SAPO is implemented in verl by setting loss_mode=sapo in the actor configuration, which switches the policy loss computation from clipped surrogate to smooth exponential weighting.
Usage
Use this principle when training language models with RL and you want smoother optimization dynamics than PPO clipping provides.

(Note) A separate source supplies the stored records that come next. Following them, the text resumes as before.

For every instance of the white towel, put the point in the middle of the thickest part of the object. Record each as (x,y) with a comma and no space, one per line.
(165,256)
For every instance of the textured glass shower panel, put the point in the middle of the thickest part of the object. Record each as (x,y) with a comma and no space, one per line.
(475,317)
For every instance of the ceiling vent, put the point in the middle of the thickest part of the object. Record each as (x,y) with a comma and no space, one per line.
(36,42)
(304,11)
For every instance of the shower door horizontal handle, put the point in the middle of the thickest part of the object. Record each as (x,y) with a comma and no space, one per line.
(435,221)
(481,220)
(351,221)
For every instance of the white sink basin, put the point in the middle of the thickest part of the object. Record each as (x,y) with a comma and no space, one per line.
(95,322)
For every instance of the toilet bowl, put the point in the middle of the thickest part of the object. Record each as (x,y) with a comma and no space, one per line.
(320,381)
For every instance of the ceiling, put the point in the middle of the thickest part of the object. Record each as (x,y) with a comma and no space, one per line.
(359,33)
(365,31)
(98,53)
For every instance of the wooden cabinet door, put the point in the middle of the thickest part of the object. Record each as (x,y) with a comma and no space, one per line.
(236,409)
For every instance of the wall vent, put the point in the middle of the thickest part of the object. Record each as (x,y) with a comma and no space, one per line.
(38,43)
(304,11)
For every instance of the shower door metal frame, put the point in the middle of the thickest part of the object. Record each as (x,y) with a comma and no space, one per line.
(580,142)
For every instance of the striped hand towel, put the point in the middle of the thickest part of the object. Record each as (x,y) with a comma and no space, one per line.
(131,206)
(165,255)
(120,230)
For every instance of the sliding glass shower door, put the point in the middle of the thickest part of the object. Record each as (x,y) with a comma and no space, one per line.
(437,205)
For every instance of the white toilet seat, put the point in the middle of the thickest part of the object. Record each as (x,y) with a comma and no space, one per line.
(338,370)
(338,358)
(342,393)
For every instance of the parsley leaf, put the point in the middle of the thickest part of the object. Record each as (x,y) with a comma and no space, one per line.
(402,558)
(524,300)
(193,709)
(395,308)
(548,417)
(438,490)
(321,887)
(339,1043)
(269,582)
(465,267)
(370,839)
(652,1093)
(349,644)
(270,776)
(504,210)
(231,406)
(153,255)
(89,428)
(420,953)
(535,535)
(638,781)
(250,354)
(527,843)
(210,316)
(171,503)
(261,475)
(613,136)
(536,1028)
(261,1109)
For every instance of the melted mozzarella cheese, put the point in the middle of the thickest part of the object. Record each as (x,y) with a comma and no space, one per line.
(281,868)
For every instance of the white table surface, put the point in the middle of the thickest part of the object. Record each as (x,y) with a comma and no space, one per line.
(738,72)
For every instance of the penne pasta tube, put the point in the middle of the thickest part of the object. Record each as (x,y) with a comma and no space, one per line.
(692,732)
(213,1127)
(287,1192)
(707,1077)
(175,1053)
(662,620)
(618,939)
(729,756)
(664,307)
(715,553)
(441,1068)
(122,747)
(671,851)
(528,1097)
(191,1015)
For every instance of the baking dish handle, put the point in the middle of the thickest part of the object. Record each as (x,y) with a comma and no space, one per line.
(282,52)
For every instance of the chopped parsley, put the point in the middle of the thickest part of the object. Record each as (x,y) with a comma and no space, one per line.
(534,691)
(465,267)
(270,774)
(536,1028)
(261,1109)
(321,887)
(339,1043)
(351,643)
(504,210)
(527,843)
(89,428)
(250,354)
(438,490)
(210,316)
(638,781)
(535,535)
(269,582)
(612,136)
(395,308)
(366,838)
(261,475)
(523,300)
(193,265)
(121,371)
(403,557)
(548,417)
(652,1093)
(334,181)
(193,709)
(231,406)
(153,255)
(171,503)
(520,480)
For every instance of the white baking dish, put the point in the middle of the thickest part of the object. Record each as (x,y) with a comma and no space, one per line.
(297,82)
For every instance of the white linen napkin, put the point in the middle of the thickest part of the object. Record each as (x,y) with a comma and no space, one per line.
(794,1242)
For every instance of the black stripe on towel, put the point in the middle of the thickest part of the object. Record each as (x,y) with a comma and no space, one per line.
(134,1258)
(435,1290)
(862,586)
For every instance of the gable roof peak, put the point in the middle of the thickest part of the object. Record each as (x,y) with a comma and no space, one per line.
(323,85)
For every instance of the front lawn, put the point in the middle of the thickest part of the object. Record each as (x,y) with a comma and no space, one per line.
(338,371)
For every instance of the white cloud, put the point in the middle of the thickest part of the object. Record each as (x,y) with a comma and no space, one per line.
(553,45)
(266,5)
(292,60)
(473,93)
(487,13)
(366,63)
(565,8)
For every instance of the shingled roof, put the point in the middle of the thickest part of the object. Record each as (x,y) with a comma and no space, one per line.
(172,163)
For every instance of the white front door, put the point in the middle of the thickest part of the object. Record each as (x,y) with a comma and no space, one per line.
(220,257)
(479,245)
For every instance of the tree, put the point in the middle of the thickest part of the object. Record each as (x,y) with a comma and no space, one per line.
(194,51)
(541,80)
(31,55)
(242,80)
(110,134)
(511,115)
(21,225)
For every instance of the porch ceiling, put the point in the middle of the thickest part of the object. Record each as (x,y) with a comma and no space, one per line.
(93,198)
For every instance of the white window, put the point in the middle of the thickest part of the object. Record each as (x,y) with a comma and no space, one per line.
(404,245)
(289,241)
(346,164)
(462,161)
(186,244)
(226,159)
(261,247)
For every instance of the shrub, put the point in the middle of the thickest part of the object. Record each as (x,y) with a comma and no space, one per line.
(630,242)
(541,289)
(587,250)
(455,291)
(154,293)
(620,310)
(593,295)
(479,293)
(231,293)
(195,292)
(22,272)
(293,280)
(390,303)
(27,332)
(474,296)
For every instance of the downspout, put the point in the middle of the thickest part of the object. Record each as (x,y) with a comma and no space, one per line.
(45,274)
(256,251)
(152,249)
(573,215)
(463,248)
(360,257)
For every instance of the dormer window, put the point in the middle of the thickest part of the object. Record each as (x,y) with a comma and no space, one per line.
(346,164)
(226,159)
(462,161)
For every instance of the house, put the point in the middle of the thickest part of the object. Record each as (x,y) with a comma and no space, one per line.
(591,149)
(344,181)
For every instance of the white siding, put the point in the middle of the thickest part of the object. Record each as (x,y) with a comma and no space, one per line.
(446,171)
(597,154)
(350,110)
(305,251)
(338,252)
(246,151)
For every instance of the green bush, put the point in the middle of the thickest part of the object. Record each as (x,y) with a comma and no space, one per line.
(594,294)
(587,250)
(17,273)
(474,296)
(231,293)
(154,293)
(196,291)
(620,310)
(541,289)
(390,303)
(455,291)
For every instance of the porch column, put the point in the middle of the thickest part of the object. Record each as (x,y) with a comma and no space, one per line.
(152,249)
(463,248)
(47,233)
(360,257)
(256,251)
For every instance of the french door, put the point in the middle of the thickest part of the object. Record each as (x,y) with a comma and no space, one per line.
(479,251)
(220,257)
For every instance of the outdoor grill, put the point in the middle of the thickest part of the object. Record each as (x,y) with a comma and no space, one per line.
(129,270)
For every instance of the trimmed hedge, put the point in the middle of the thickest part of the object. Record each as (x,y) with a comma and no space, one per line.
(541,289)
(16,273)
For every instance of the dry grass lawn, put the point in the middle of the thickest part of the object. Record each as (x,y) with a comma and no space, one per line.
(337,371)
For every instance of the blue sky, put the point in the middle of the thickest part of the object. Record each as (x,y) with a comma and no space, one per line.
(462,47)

It is particularly suited for large MoE models (e.g., Qwen3-30B-A3B) where the discontinuity of PPO clipping can cause unstable training.
Theoretical Basis
The SAPO loss replaces PPO's clipped objective with:
Pseudo-code Logic:
# Abstract algorithm (NOT real implementation)
ratio = new_policy_prob / old_policy_prob
advantage = compute_advantage(rewards, values)
# Instead of PPO clipping:
# clipped_ratio = clip(ratio, 1-eps, 1+eps)
# loss = -min(ratio * advantage, clipped_ratio * advantage)
# SAPO uses smooth exponential weighting:
if advantage >= 0:
weight = exp(advantage / tau_pos)
else:
weight = exp(advantage / tau_neg)
loss = -weight * ratio * advantage
The key insight is that with tau_neg > tau_pos, negative advantages receive stronger gradients, making the policy more conservative about generating low-quality outputs.